1. Distributed storage architecture with full flash
The I/O performance increases linearly with the number of nodes in a cluster.
Storage media support NVME SSDS.
RDMA support: Nodes are connected via high-speed RDMA technology.
2. Extremely short I/O paths: Discard the file system and develop the metadata management system to make the I/O paths extremely short.
3. Use HostNetwork mode
Benefits:
Store CSI Pod uses HostNetwork, directly using physical network, reducing network layers
The management network, front-end network, and data synchronization network are separated to avoid network competition.
High availability
1. Reliability and availability of service components
The management service uses 3 copies of Pod by default. The number of copies can be configured. It is recommended to use 3/5 copies
Use the probe to detect whether the Pod service is available and alive. When the Pod service department is detected, the component service can be removed. When the Pod dies, restart the Pod to restart the service
2. Data reliability and availability
The Volume fragment is Shard
Each Shard selects a storage location independently
Three copies of each Shard are stored on different physical nodes
When writing, write three copies synchronously, strong consistency
Read only from the master copy
The number of copies can be set by volume
agility
Pod cross-node reconstruction efficiency: 16s for mount/unload of 2000PV.
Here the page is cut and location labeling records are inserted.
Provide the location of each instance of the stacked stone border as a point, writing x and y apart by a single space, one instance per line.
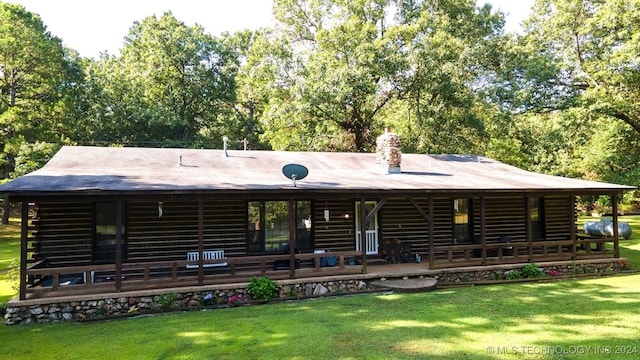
112 305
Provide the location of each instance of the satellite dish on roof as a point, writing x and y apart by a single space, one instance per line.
295 172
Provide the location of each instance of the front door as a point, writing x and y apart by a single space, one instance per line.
371 231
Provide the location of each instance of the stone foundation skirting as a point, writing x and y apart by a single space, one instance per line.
105 306
90 307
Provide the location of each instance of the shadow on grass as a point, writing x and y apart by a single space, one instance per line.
445 324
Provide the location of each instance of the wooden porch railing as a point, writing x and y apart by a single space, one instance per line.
164 274
520 251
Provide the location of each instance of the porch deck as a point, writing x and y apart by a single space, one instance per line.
146 276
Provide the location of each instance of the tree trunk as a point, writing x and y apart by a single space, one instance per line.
6 208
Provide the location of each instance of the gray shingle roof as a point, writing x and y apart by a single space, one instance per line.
82 169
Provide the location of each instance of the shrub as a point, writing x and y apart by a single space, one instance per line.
208 299
262 288
532 271
513 274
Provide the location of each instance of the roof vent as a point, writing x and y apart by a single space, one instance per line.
388 154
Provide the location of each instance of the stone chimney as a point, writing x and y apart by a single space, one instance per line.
388 154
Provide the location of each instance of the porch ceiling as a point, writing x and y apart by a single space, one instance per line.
98 169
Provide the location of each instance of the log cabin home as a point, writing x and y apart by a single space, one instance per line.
97 219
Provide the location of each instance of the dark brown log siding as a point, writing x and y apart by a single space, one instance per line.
556 214
62 233
171 236
154 238
225 227
505 217
338 233
400 220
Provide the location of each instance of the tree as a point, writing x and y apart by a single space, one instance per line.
336 71
595 49
350 68
451 49
33 74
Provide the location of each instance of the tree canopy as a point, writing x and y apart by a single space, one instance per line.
562 97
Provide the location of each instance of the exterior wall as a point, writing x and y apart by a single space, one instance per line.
557 211
61 233
171 236
64 229
400 220
109 305
337 234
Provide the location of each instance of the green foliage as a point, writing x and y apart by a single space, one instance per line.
262 288
513 274
208 298
35 84
531 271
32 156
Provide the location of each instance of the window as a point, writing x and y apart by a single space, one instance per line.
268 226
462 221
104 250
536 221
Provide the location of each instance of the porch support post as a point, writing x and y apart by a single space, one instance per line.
432 247
374 211
527 227
292 238
616 235
200 241
483 228
572 231
363 234
24 238
118 245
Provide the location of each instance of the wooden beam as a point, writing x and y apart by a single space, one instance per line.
616 235
363 234
24 238
572 232
200 241
374 211
292 238
118 245
483 228
420 210
527 226
432 247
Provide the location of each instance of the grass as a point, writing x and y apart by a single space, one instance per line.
525 320
446 324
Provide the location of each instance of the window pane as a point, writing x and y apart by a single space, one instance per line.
303 225
255 226
277 225
461 220
105 232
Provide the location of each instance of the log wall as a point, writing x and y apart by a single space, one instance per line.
63 231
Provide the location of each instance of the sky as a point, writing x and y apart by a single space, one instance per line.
96 26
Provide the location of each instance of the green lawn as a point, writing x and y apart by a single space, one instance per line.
463 323
584 319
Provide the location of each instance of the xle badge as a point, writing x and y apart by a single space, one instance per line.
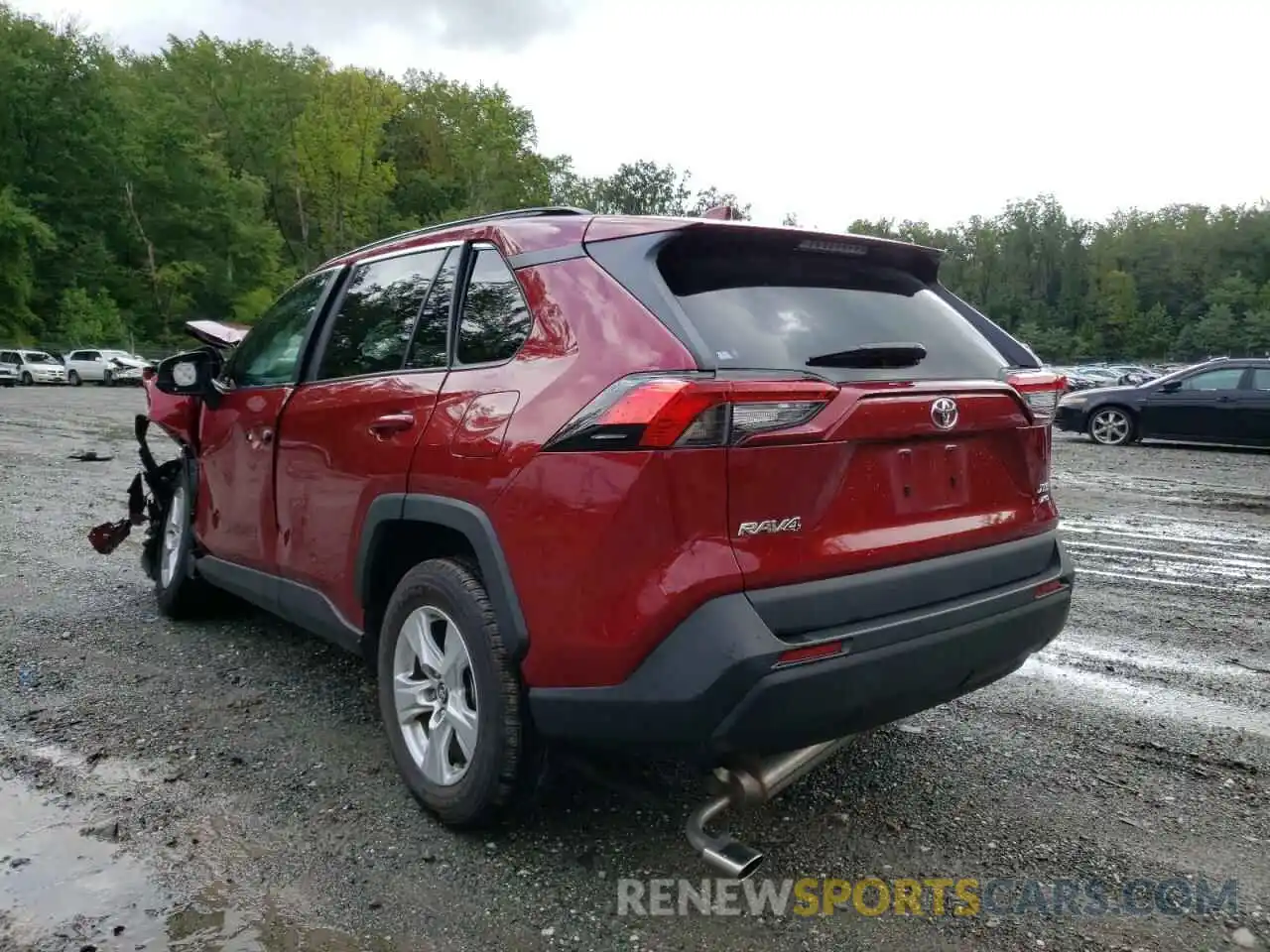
770 526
Batch PV creation capability: creates 2000 PVS in 5 minutes.
NeonIO performance
Teststand: NeonIO hyper-converged all-in-one cluster (3 nodes, 192.168.101.174-192.168.101.176).
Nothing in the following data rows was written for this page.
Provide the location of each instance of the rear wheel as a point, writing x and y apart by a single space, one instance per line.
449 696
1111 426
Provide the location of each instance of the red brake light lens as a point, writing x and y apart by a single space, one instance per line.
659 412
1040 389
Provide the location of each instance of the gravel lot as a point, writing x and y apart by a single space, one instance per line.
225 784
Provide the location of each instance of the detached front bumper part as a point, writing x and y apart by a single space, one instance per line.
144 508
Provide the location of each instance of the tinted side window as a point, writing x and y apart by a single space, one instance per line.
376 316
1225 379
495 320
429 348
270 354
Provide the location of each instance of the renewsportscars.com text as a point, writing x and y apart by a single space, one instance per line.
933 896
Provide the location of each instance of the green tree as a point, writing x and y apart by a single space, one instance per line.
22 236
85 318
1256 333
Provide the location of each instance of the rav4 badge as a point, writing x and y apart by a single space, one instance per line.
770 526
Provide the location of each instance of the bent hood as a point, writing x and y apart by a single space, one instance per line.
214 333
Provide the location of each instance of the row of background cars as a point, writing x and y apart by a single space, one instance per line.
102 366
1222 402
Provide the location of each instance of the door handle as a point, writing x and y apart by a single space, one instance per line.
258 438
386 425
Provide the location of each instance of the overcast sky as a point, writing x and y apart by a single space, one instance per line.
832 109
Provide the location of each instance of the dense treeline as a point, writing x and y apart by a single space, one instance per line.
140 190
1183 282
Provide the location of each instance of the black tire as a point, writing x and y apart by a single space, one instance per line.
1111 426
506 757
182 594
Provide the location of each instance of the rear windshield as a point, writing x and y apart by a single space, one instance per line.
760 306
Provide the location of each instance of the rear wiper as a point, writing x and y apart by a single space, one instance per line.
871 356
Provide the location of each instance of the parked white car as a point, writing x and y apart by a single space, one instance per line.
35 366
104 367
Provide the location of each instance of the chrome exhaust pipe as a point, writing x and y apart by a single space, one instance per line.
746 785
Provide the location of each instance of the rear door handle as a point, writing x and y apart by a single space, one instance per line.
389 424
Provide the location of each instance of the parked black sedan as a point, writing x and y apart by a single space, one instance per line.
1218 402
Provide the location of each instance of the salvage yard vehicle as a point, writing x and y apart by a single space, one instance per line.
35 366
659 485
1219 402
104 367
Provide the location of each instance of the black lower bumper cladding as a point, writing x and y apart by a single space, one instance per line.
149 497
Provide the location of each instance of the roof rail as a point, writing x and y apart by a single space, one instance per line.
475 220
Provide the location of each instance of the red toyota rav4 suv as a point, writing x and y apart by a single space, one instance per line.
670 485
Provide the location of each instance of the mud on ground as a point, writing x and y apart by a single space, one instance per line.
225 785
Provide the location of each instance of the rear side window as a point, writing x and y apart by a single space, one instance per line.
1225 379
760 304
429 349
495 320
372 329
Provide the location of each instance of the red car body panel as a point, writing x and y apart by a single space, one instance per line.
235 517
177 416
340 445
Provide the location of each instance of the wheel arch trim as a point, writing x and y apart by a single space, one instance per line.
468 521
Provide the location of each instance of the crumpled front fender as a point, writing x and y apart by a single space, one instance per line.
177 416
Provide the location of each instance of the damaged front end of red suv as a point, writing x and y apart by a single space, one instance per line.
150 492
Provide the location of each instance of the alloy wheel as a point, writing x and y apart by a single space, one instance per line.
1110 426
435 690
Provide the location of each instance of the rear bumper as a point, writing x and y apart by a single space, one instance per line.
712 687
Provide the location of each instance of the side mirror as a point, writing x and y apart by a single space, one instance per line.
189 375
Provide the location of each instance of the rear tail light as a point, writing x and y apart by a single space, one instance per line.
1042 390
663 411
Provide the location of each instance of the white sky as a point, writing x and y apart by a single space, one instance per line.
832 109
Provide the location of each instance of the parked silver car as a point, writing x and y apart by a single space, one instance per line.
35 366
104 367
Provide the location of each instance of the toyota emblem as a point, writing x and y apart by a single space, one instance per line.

Note: All tests use NVMe SSDs. Volume size = 1tib. Performance Tool: github.com/leeliu/dben… .
The yellow graph is NeonIO. The first graph is IOPS and the second graph is milliseconds. NeonIO has a clear advantage in IOPS and latency regardless of whether it is a single copy or three copies.
NeonIO application scenarios
Devops scenario: Rapid batch creation and destruction of PVS (five minutes) for 2000 PVS.
Database scenario: the WEB back-end database, such as MySQL, provides stable persistent storage with high IOPS and low latency.
Big data application analysis scenario: provides large capacity (PV can be expanded to 100TB).